Rotenburg. Die Pläne für ein City-Outlet in Rotenburg sind tot. Das macht Rotenburgs Bürgermeister Christian Grunwald in seinem „Masterplan Stadtentwicklung 2017-2020“ erstmals ganz konkret deutlich, den er gegenüber unserer Zeitung erläutert hat. 

Grunwald tritt am 24. September zur Wiederwahl an. Eine Machbarkeitsstudie, die 2016 in Auftrag gegeben worden war, hatte zwar gezeigt, dass man unter enormen Anstrengungen leerstehende Geschäftsräume für günstige Waren großer Hersteller nutzen könnte, doch scheint der Markt auf der Investorenseite dafür gesättigt zu sein, erklärte Grunwald. Andere Städte seien bereits in der Realisierungsphase. Auch die Renditeerwartungen für Investoren seien zu gering, das hätten Erfahrungen gezeigt.

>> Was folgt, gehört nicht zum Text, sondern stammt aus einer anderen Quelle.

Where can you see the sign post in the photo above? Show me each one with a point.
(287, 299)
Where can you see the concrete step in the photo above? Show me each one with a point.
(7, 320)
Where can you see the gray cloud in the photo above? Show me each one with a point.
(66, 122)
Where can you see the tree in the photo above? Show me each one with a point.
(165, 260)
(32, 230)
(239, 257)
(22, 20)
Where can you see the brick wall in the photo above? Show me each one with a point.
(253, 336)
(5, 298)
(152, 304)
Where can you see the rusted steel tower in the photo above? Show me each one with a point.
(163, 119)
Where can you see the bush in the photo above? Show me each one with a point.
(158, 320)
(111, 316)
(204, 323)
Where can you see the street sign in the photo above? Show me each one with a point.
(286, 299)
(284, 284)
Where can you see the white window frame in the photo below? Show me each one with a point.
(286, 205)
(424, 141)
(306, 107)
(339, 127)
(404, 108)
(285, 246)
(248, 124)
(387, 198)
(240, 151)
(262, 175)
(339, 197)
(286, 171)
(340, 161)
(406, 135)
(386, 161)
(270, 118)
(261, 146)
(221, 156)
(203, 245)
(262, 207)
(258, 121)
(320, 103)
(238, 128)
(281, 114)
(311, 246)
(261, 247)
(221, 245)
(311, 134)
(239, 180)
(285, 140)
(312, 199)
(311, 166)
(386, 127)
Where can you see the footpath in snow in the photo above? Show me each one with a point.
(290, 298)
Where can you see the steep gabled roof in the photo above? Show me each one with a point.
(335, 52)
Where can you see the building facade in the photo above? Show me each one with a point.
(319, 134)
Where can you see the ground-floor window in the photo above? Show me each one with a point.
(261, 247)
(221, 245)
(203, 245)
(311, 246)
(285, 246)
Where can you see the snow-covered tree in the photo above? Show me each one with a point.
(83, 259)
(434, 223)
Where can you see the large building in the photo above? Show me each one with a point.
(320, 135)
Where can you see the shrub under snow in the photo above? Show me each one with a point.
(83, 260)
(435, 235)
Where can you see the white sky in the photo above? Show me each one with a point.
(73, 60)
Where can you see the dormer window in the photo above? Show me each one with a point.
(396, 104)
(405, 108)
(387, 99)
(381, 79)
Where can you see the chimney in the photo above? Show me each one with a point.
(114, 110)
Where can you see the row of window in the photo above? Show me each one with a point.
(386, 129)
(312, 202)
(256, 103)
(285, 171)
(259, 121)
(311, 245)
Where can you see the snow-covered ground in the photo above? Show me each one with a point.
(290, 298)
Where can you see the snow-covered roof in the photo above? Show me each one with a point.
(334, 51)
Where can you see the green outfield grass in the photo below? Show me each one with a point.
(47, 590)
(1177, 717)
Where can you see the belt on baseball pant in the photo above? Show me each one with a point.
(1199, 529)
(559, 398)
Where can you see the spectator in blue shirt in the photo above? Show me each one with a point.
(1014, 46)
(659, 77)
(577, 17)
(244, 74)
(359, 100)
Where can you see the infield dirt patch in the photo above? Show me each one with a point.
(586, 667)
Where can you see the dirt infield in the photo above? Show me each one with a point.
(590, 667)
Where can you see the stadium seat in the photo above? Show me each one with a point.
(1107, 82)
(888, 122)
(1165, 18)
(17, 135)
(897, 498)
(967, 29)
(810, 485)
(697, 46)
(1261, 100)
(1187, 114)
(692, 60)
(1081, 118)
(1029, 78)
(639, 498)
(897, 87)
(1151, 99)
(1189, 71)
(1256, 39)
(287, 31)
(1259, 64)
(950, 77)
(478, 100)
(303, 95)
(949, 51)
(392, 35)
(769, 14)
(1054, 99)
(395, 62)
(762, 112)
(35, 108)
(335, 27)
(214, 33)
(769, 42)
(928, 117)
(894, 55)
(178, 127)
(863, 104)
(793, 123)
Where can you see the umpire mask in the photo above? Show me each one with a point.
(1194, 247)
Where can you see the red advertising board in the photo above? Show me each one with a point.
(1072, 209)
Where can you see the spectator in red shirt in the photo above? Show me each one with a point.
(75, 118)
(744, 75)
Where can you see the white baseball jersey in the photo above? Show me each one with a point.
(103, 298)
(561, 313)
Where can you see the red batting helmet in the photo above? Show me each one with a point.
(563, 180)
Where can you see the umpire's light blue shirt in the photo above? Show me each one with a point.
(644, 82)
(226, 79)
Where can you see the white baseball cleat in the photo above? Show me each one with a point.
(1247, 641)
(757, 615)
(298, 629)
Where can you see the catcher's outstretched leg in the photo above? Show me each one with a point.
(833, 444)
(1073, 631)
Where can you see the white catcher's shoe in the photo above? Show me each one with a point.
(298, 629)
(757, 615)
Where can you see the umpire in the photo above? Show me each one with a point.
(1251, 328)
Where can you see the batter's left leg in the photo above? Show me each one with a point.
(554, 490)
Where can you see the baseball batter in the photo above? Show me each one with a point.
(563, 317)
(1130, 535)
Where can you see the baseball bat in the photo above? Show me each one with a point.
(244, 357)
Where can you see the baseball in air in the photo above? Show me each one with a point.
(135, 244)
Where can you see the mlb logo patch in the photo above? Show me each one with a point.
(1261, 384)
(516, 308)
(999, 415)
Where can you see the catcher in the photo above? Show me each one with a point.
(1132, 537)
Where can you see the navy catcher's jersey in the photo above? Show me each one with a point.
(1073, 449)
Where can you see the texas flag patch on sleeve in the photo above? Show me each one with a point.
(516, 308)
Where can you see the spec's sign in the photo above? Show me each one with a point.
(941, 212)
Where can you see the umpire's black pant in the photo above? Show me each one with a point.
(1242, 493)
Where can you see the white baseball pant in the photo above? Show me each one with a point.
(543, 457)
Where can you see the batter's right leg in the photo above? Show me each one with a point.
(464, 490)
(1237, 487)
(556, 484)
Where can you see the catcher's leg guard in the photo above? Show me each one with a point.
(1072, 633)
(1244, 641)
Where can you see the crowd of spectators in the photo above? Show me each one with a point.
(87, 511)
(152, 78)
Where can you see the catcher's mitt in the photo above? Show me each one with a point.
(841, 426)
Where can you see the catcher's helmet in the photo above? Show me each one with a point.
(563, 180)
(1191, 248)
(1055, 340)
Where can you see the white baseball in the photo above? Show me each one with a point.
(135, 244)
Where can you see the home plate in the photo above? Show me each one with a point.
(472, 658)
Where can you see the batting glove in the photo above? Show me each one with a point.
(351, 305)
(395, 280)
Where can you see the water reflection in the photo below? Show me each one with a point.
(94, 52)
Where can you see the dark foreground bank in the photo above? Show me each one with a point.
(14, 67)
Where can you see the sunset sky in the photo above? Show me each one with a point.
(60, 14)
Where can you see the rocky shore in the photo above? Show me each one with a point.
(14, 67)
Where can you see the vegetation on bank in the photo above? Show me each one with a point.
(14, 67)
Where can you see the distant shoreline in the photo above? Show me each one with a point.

Im Masterplan kündigt Grunwald auch an, mit dem Land verhandeln zu wollen: Die ehemalige Alheimer-Kaserne, die derzeit als Erstaufnahmeeinrichtung des Landes für Flüchtlinge genutzt wird, könnte nach seiner Einschätzung als zentraler Aus- und Fortbildungsstandort der Hessischen Steuer-, Justiz- und der Bundeszollverwaltung ausgebaut werden. Die Zahl der Studierenden in Rotenburg hat sich verdoppelt, es besteht akuter Wohn- und Studienraumbedarf. Voraussetzung ist, dass er dazu den Auftrag von der Stadtverwaltung dazu bekommt.